El Viaje de Uriano, André Gide

[Le Voyage d’Urien]. Novela fantástica publicada en 1893, una de las primeras obras de André Gide (1869-1951). Siguiendo a breve distan­cia la «Teoría del Símbolo» (v. Tratado de Narciso) se presentó como la tentativa de realización de la teoría estética allí enun­ciada.
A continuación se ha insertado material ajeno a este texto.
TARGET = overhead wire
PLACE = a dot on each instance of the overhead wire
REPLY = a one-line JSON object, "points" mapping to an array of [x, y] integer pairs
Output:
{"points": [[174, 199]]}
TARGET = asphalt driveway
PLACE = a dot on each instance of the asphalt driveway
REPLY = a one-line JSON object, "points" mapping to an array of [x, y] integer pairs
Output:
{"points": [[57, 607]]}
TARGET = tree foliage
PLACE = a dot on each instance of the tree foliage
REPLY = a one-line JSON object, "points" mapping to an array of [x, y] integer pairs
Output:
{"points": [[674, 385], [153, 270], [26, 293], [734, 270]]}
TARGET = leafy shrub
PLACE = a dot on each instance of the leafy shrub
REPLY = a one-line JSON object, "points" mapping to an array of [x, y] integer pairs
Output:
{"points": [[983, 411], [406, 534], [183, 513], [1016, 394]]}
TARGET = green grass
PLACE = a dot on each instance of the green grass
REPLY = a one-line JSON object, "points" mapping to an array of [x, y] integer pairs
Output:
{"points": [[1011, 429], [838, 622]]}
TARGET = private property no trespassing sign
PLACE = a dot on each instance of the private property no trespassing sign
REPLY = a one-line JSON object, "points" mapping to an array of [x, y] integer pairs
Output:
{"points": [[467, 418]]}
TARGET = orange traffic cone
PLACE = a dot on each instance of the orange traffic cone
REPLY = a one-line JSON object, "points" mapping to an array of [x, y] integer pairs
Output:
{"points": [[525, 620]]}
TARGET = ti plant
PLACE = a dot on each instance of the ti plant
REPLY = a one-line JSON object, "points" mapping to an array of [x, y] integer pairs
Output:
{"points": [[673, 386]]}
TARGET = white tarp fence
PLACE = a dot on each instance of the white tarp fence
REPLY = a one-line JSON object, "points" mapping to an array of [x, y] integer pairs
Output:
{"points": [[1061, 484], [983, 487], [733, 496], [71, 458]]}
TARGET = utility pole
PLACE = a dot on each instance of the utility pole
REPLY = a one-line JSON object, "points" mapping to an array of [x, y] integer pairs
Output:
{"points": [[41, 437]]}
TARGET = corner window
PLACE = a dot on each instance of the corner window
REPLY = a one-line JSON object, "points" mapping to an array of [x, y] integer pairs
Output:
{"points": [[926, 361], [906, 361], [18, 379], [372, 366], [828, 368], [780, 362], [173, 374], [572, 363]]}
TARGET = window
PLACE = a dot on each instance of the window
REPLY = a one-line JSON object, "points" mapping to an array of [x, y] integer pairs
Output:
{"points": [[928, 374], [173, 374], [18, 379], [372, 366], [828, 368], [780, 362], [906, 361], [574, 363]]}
Tras un preludio destinado a expre­sar el ansia de la partida hacia lugares desconocidos, Uriano embarca con once compañeros e inicia un viaje fabuloso a bordo del «Orion». Llegan al principio a los mares del Sur («El Océano Patético»), des-embarcando en una bella y gran ciudad, huéspedes de la reina, y se sumergen en todas las delicias posibles; pero este de­masiado terrenal paraíso cae bajo una ho­rrible pestilencia. Huyen de allí e inician la segunda parte de su viaje, «El Mar de los Sargazos»: el buque llega a la desemboca­dura de un río, donde encuentran a Ellis, la mujer de Uriano, cargada de libros de teología que va leyendo y distribuyendo a sus compañeros durante la navegación. Re­montan el río hasta sus fuentes y bajan por el lado opuesto, dándose cuenta, con estupor, de que están realizando en sentido contrario una navegación absolutamente idéntica a la ya realizada.
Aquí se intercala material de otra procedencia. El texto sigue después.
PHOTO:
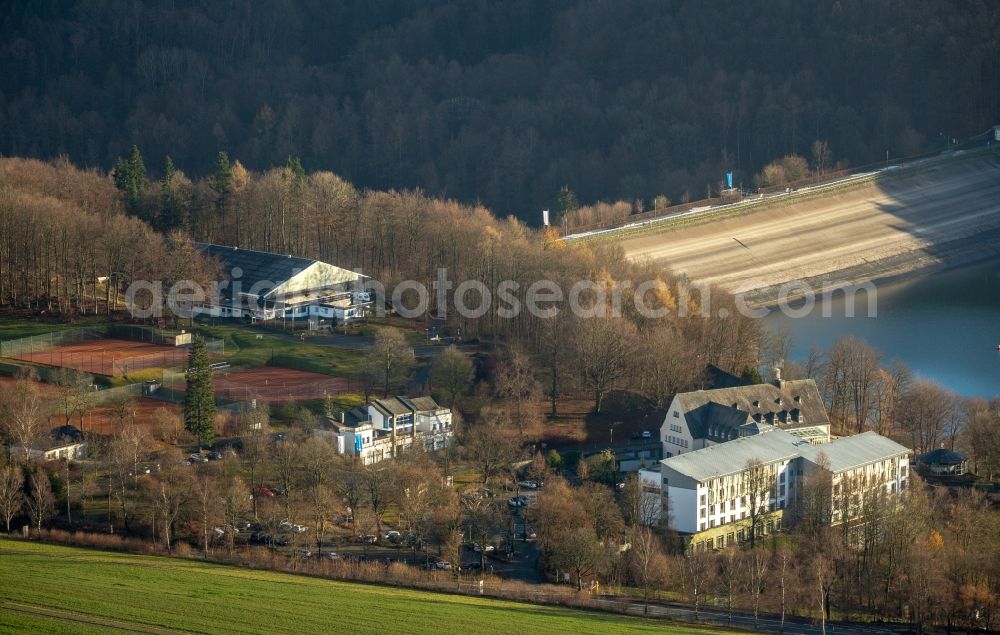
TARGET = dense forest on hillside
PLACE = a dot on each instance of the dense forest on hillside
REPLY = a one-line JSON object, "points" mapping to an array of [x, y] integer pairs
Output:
{"points": [[502, 103]]}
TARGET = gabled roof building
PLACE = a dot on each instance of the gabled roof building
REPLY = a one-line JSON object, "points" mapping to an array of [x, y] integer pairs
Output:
{"points": [[382, 428], [702, 418], [265, 286]]}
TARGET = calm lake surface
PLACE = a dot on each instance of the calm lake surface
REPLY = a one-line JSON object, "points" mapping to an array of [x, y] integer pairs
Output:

En la tercera y última parte («Viaje hacia un Mar Glacial») se trata de ir al Polo. Ellis, que ha cam­biado de una manera rara, despierta en Uriano fuertes sospechas sobre su identi­dad; además, la mujer se va haciendo cada vez más evanescente, y cuando los doce la abandonan en la Tierra de los Esquimales, ella ya «casi no tenía ninguna realidad». Por fin Uriano, con sus seis compañeros supervivientes, llega al Polo: un lago in­móvil y blanquecino cerrado por una mu­ralla circular de hielo. Los viajeros, desilu­sionados, no experimentan de todos mo­dos ningún deseo de volver a lugares más risueños. De saber el fin de su viaje, quizás no lo hubieran empezado nunca. Así dan las gracias a Dios por no revelárselo antes y situarlo tan lejos que sus esfuerzos para alcanzarlo ya les concediera alguna alegría, la única segura. De manera que si el viaje de Uriano se debe aceptar como una inter­pretación mística de la vida humana, la conclusión no podría ser más desesperante.
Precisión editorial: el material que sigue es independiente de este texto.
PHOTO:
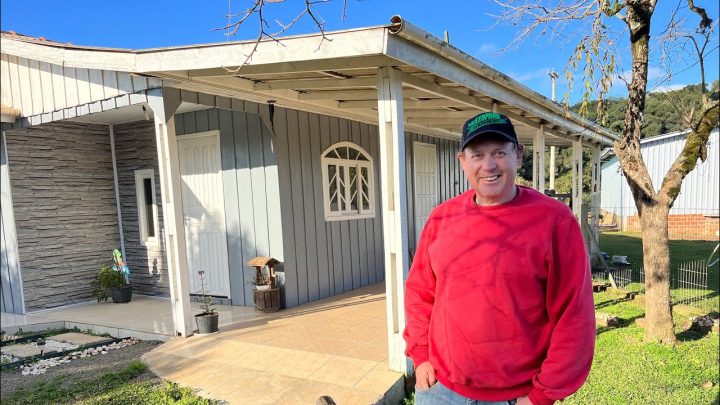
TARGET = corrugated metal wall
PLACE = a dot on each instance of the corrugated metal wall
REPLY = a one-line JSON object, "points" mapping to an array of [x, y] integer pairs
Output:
{"points": [[700, 189], [11, 300], [250, 186], [135, 149]]}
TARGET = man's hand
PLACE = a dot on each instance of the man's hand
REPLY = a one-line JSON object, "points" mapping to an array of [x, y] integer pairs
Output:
{"points": [[425, 376], [524, 401]]}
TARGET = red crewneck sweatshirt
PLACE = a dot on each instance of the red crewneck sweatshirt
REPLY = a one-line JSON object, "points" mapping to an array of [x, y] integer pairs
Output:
{"points": [[499, 299]]}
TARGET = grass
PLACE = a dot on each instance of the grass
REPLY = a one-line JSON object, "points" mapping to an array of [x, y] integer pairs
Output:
{"points": [[627, 370], [116, 388]]}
Sin embargo, la extravagante narración sólo debía ser un modelo de «novela simbólica», en la que la llamada realidad exterior, pai­sajes y sucesos, no es más que la proyección sensible de distintos momentos espirituales. En la contradicción radical entre el fin y los medios empleados para alcanzarlo está el motivo del fracaso de esta audaz tentativa de la experiencia simbolista que llevó a cabo Gide en su primera juventud (Pre­mio Nobel en 1947.).